The next estimation depicted in the second column regresses the percentage effective spread on the aforementioned explanatory variables. In this regression, the lagged value of the spread itself is not taken into account. Evidently, the results are very statistically significant again, with all but one coefficient being significant at the 0.1 percentile. Surprisingly, the change in volatility as measured by the return on the CBOE VIX index has a very small coefficient that is not statistically significant at all, in contrast to earlier studies linking volatility to liquidity (Holden et al., 2014). Also, the return on the market index has no large effect on the effective spread, though the effect for either negative or positive returns is the opposite (as would be expected). Most notably the rate on 10-year Treasury bonds seems to have a large effect on the development of the percentage effective spread, possibly reflecting the inventory risk of market makers. The sign on the coefficient here is as expected.

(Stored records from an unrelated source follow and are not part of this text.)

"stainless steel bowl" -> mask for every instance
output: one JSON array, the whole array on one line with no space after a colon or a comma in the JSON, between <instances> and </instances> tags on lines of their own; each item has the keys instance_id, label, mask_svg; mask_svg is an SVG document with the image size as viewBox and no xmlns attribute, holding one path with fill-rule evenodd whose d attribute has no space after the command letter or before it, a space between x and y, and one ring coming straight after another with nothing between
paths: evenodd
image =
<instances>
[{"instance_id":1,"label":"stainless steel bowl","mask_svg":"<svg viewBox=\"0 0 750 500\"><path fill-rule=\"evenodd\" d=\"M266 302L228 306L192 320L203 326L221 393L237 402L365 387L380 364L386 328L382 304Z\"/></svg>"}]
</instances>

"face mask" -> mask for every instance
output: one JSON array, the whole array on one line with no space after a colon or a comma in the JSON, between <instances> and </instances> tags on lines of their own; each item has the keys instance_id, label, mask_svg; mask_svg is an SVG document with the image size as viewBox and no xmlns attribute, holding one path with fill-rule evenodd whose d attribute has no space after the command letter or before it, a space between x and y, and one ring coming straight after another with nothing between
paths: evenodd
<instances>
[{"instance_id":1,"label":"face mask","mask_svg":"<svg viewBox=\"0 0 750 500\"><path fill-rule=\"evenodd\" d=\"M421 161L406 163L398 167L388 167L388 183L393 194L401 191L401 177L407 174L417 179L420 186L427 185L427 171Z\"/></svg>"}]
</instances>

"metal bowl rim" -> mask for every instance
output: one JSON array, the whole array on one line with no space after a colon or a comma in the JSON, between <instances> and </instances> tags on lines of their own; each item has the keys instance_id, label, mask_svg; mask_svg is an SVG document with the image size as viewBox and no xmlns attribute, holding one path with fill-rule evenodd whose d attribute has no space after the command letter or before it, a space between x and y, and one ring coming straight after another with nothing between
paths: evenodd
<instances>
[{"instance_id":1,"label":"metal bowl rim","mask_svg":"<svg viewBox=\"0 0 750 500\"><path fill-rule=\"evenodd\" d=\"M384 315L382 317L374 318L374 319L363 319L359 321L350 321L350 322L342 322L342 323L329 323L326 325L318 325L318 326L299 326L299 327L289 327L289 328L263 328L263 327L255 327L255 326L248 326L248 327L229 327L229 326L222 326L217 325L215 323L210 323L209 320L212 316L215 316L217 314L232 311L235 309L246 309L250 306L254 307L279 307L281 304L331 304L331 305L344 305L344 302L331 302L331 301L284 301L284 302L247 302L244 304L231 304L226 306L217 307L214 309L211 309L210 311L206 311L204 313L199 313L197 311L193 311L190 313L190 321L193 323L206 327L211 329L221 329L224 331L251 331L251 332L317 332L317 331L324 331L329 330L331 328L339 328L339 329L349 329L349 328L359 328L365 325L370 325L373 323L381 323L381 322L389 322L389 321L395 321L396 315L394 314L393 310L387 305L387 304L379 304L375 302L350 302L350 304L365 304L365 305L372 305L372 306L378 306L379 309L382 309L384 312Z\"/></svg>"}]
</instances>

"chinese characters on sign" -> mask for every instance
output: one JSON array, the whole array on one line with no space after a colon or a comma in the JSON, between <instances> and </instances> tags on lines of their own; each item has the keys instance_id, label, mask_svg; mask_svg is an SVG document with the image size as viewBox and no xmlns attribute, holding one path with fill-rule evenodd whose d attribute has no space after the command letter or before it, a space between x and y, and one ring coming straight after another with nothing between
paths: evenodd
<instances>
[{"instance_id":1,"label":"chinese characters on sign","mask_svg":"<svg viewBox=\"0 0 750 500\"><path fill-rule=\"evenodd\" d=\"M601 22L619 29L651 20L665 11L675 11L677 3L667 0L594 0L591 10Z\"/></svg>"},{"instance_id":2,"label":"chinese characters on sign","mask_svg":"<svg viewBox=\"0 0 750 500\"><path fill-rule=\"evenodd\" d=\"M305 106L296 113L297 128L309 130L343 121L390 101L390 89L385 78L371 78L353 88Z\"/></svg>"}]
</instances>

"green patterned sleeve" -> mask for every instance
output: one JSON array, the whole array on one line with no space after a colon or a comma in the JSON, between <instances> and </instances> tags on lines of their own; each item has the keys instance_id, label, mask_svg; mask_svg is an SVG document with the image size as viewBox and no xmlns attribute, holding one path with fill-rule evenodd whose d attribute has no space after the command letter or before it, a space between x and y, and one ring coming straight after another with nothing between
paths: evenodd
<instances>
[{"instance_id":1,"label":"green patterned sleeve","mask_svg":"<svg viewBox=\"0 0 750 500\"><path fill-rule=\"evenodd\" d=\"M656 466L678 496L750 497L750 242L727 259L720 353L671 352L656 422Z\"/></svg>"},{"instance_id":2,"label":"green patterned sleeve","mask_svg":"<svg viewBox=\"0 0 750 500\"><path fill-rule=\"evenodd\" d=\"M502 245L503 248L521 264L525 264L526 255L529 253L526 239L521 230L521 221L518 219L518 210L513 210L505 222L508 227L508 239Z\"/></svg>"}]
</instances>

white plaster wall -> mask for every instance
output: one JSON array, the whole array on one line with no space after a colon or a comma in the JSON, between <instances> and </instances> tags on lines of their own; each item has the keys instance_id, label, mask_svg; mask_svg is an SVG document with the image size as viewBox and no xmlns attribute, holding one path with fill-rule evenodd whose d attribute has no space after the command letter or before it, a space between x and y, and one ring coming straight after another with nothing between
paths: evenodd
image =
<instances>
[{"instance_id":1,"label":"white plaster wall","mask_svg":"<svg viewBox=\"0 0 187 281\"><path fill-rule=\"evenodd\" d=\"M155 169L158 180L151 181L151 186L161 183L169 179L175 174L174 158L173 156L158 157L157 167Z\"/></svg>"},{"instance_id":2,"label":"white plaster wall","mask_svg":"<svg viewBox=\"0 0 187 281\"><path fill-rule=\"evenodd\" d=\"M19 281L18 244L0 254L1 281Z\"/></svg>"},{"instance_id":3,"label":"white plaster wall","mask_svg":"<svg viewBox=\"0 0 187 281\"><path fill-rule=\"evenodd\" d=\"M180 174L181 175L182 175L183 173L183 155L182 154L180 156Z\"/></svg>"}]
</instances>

Lastly, the third model employs both the lagged percentage effective spread as the predictors as explanatory variables in the regression. Statistical significance and explanatory power is of similar nature as the previous two regressions, although the coefficient size on all predictors but the lagged effective spread is significantly reduced.
The next two models can be found in table 3 and 4, respectively. Table 3 displays the model in which the percentage realized spread acts as the dependent variable, no notable changes as compared to the first model are observed. Table 4 models the forecast with the percentage price impact as its dependent variable. Again, the explanatory power is very different from either of the previous models, although the coefficients are particularly low.
V. Conclusion
This study has aimed to forecast aggregate market-wide liquidity on a daily basis. To do so I have used known determinants of systematic liquidity such as interest rates, market return, and volatility. The reasoning behind these determinants comes from the adverse selection cost and inventory risk born by market makers i.e. liquidity suppliers. I have found that the liquidity proxy itself is the biggest predictor of future liquidity, be it the spread or the price impact. Moreover, the forecasts in general seem to estimate liquidity particularly well, as measured by the high R-squared in all the forecasts.
Furthermore, I have been able to reject the hypothesis that there is no relation between the predictor variables and the liquidity variable. However, seeing how coefficients are relatively small in many cases in combination with strong explanatory power of the lagged dependent variable itself, it remains unclear how economically significant the predictor variables are.